Candidate regulatory roles for GWAS SNPs. (A) GWAS variant associated with platelet count is connected with the JAK2 gene (myeloproliferative disorders) 222 kb away. Below, ChIA-PET tags (36) validate direct chromatin interactions; red tags demonstrate an interaction between this DHS and the JAK2 promoter (red). (B) Proportion of DHSs harboring GWAS variants that can be linked to target promoters at the indicated distance. (C) Examples of allele-specific DNase I sensitivity in cell types derived from heterozygous individuals for GWAS variants that alter transcription factor recognition motifs within DHSs (also see table S9). Each cell type track shows DNase I cleavage density scaled by allelic imbalance at the GWAS variant and colored by variant nucleotide: blue (C), green (A), yellow (G), red (T). Total reads from each allele are also shown.

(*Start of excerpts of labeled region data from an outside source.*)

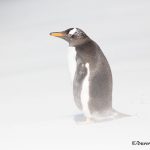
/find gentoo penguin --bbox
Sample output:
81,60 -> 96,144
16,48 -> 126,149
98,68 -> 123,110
50,28 -> 119,120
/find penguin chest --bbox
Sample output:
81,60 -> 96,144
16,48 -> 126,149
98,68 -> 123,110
68,47 -> 76,81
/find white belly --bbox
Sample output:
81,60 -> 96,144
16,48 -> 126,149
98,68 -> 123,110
81,63 -> 91,118
68,47 -> 76,81
68,47 -> 91,118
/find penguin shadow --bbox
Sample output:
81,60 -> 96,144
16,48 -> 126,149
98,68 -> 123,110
73,112 -> 131,124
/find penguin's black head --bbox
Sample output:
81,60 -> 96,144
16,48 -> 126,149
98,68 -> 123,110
50,28 -> 90,46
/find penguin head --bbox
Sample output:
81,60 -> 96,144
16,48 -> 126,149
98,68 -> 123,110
50,28 -> 90,47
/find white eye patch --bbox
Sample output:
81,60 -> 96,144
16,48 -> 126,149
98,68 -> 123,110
69,28 -> 77,35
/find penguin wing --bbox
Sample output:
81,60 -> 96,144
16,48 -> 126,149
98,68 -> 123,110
73,63 -> 87,109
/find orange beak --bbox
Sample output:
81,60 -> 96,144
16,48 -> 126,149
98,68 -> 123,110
49,32 -> 65,37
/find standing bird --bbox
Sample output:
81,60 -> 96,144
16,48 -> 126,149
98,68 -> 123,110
50,28 -> 119,120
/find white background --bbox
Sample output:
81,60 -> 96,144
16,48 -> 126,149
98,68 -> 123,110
0,0 -> 150,150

GWAS variants in DHSs frequently alter allelic chromatin state. Next, we examined how GWAS variants in DHSs were distributed with respect to transcription factor recognition sequences, defined with a scan for known motif models at a stringency of P < 10−4 (12). Of GWAS SNPs in DHSs, 93.2% (2874) overlap a transcription factor recognition sequence. We partitioned GWAS variants into 10 disease or trait classes, and then determined the frequency of GWAS variants associated with a particular disease or trait class that localized within sites for transcription factors independently partitioned into the same classes on the basis of gene ontology annotations (fig. S8) (12). This analysis revealed that common variants associated with specific diseases or trait classes were systematically enriched in the recognition sequences of transcription factors governing physiological processes relevant to the same classes.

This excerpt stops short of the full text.